Serepax

Because the world needs more overwrought candour.

Friday, August 25, 2006

On porn
I wonder if porn is the greatest weapon yet devised by the male backlash?
Consider porn's conventions:
- Head jobs: The woman cannot speak through her mouthful of cock
- Male orgasm: Denoted by the degradation of jism spattering the woman's face
- Female orgasm: Unknown bar whimpers designed to secure the male ego
- The female body: Sculpted (apparently, adjustable implants have now been perfected)

Some of the conventions could arguably be adapting the sex act to the requirements of visual entertainment, but from what David Foster Wallace unearths in his brilliant essay, "Big Red Son", porn genres have been heading in search of the peverse and degrading, with the burgeoning genre of gonzo porn giving average schmoes hope by chronicling the finding (on beaches, generally) of infantilised women and persuading them to have (in Wallace's words) "wild and anatomically diverse sex". Degradation porn has advanced too, according to Wallace, with recent films capturing twenty men spitting on a woman who then proceeds to blows them violently.

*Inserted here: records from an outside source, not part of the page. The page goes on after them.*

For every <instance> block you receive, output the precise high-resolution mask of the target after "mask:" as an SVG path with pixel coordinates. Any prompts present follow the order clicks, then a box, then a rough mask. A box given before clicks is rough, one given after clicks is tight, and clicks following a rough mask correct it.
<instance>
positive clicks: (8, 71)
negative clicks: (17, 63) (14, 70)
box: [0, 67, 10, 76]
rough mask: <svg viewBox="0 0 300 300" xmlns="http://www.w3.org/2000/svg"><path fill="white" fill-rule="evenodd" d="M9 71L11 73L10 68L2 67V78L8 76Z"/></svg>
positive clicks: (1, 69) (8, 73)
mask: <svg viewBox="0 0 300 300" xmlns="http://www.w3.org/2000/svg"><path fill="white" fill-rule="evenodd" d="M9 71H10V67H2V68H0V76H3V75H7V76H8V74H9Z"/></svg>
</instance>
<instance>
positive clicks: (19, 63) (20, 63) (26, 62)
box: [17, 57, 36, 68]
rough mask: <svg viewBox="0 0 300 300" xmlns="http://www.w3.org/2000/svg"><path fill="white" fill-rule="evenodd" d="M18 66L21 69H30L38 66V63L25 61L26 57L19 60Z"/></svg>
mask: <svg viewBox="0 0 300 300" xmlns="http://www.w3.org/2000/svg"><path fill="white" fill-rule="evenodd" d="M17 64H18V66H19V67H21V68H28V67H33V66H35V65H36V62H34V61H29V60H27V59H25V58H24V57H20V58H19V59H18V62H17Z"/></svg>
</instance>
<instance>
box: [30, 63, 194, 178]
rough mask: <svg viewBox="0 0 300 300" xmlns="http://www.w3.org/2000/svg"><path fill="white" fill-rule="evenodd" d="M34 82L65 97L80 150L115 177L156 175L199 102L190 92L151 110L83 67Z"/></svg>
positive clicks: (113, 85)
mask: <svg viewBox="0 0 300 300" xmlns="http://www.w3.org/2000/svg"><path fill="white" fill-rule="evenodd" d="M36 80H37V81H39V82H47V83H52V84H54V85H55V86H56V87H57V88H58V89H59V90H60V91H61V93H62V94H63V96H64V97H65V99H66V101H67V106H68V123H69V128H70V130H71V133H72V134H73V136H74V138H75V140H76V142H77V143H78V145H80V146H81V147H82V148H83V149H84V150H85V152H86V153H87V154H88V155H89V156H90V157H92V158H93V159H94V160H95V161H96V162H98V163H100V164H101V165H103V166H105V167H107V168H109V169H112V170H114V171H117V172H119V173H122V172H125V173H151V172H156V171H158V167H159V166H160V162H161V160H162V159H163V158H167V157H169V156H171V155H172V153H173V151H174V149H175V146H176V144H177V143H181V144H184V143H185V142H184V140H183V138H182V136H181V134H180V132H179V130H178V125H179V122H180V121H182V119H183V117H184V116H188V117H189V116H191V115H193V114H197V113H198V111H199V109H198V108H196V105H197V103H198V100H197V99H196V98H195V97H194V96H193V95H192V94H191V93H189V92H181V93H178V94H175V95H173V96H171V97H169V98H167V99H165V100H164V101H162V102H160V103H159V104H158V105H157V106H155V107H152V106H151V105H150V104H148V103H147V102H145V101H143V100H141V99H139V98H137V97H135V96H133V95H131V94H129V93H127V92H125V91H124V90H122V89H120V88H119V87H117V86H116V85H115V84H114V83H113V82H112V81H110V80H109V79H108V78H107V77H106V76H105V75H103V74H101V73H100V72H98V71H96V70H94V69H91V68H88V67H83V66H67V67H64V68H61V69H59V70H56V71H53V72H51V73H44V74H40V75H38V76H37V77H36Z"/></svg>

Add the ubiquity and billions of dollars generated by stirring men's urges in combination with degradation, and the rare alliance between feminists and Christianity begins to make sense. I'm not moralising, I promise: most porn turns me off these days.

On another note, what of the distinction between erotica and porn? Isn't erotica differentiated simply by the literary method of show-don't-tell: lingering shots of faces and sinuous bodies entwining, without the jackboot closeups, the microscopic engagement with genitalia in motion?